All presidential candidates — regardless of political party — must submit five years’ worth of tax returns in order to be eligible for California’s presidential primary ballot in March, according to a new state law signed by Gov. Gavin Newsom on Tuesday.
Named the Presidential Tax Transparency and Accountability Act, the law doesn’t directly single out President Donald Trump but is particularly significant given Trump’s consistent refusal to disclose his tax returns.

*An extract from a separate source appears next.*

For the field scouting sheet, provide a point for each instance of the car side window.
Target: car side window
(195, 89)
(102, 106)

“These are extraordinary times and states have a legal and moral duty to do everything in their power to ensure leaders seeking the highest offices meet minimal standards, and to restore public confidence,” Newsom, a Democrat, said in a statement. “The disclosure required by this bill will shed light on conflicts of interest, self-dealing, or influence from domestic and foreign business interest.”
Lawmakers across the U.S. have attempted to circumvent Trump and get his returns into the public record, but past efforts haven’t yet been successful. Last week, Trump filed a lawsuit against the House of Representatives’ Ways and Means Committee, as well as New York’s attorney general and state tax commissioner, to preemptively block the release of his tax returns that would’ve been made accessible due to a bill signed by New York Gov. Andrew Cuomo earlier this month.
While it’s likely that Trump will attempt to rebuff the new California law in court, the president could potentially dodge the legislation as a write-in candidate, according to the Los Angeles Times. The law also doesn’t necessarily extend to the statewide general election ballot in November 2020, the paper reported.
California’s new law also extends to the state’s gubernatorial candidates, who will need to release their returns in 2024 ahead of the statewide primary.